QUINTO.-En lo que se refiere a la prescripción la recurrente alega que el plazo no puede ser otro que el señalado en el art. 1968 del CC , pero la naturaleza de la resolución no se corresponde a obligación alguna de resarcimiento, sino a la ejecución de las precedentes resoluciones administrativas relativas al desalojo de las parcelas, y la reposición, una vez realizado el desalojo, de la parcela a su adecuado estado, y respecto del plazo para la ejecución forzosa de las resoluciones administrativas que comprenden obligación de hacer, como sería el caso, el plazo de aplicación es el de 15 años establecido en el 1964.
En este sentido podemos invocar la sentencia de la Sala de lo Contencioso Administrativo del Tribunal Superior de Justicia de Madrid de 30 de mayo de 2003 que invocaba la sentencia del Tribunal Supremo de fecha 17 de febrero de 2000 , exponiendo como conforme a los artículos 44 y 101 de la LPA los actos de la Administración son inmediatamente ejecutivos, lo que significa que deben llevarse a efecto de manera inmediata, pues toda demora irrazonable pudiera ir contra lo dispuesto en el artículo 102 de la Constitución Española y en concreto contra el principio de eficacia impidiendo cumplir el fin de servir con objetividad los intereses generales que constituyen el soporte de la actuación de la Administración pública. Por ello, aunque ni la legislación específica urbanística ni la general de procedimiento administrativo prevean plazos de prescripción para ejecutar lo acordado, el principio expuesto, junto a los de seguridad jurídica y de interdicción de la arbitrariedad de los poderes públicos ( artículo 9.3 de la Constitución ) fuerzan a entender que la ejecución forzosa se halla sujeta a plazos de prescripción. Y cuando se trata de ordenes que comprenden una obligación de hacer, la exigencia de cuya efectividad no puede quedar indefinidamente pendiente en el tiempo sino que por tratarse, en definitiva, de una obligación personal está sujeta al plazo de prescripción de quince años del articulo 1964 del Código Civil , que es el plazo de que la Administración disponía para acudir al mecanismo de ejecución subsidiaria.
SEXTO.-De conformidad con lo dispuesto en el art. 139.2 de la LJCA las costas se imponen a la parte apelante al desestimarse el recurso interpuesto, si bien, al amparo de lo dispuesto en el apartado tercero del mismo precepto procede fijar como limite la suma de 600 euros, atendida la naturaleza y complejidad de la controversia .

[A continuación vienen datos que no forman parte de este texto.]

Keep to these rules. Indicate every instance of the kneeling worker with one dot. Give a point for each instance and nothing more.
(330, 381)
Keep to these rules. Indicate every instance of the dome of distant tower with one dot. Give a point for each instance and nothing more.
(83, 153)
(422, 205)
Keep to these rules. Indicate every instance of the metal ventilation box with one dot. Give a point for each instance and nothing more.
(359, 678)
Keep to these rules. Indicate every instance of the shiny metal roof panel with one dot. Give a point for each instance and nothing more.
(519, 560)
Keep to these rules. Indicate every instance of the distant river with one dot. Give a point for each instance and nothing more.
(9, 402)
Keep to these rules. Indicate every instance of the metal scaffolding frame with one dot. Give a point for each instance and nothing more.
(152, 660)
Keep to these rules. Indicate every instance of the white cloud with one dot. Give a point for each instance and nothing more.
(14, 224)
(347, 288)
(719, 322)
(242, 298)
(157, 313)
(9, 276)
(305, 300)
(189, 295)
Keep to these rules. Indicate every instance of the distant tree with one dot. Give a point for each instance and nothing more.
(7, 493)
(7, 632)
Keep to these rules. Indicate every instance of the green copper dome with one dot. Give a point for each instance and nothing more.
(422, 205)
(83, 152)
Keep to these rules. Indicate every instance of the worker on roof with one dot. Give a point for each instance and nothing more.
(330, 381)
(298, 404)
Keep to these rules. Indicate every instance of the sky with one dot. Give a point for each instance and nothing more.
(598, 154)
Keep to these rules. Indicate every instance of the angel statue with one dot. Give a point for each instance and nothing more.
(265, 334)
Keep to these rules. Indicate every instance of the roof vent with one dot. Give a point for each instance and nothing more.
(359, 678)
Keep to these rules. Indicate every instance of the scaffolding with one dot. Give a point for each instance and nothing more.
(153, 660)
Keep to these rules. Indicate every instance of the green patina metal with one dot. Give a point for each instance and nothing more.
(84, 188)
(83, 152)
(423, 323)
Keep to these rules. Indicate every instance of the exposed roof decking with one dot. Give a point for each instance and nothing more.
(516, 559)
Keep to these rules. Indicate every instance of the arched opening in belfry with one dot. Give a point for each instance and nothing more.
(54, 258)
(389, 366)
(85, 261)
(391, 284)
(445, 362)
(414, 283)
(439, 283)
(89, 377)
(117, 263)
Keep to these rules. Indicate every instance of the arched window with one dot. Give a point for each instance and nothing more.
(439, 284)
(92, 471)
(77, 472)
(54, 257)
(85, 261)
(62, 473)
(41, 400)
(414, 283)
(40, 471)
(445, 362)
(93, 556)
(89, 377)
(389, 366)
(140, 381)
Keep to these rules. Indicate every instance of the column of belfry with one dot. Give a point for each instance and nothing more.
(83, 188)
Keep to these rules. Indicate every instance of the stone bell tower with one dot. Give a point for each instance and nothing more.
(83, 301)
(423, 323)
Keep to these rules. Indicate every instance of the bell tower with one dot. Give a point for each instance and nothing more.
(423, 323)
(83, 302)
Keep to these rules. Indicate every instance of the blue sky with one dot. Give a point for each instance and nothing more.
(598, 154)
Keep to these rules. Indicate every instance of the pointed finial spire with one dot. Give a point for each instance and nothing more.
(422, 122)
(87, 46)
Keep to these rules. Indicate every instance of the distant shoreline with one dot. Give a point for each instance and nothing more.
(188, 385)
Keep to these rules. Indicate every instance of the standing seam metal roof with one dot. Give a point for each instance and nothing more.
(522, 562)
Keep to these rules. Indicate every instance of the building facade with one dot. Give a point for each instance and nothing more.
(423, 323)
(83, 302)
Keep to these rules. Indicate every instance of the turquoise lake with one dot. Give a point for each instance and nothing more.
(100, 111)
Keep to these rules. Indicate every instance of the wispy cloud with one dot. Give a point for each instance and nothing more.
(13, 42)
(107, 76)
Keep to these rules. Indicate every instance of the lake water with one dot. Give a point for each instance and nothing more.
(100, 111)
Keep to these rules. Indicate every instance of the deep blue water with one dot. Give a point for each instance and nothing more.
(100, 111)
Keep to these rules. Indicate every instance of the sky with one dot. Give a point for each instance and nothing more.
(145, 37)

Vistos los preceptos citados y demás de general y pertinente aplicación
Fallo
Debemos desestimar y desestimamos el recurso de apelación interpuesto por D. Gerardo contra la sentencia nº 108/2014 de fecha dieciocho de marzo de dos mil catorce dictada por el Juzgado de lo Contencioso Administrativo nº 2 de Huelva en el recurso contencioso administrativo nº 602/11, que confirmamos íntegramente. Se imponen las costas a la apelante con el límite señalado en el fundamento de derecho sexto de esta resolución.
Notifíquese esta resolución a las partes haciéndoles saber que contra la misma no cabe interponer recurso ordinario alguno.
Con certificación de esta sentencia, devuélvase los autos al órgano de procedencia para su debida ejecución.
Así, por esta nuestra Sentencia, definitivamente juzgando, lo pronunciamos, mandamos y firmamos.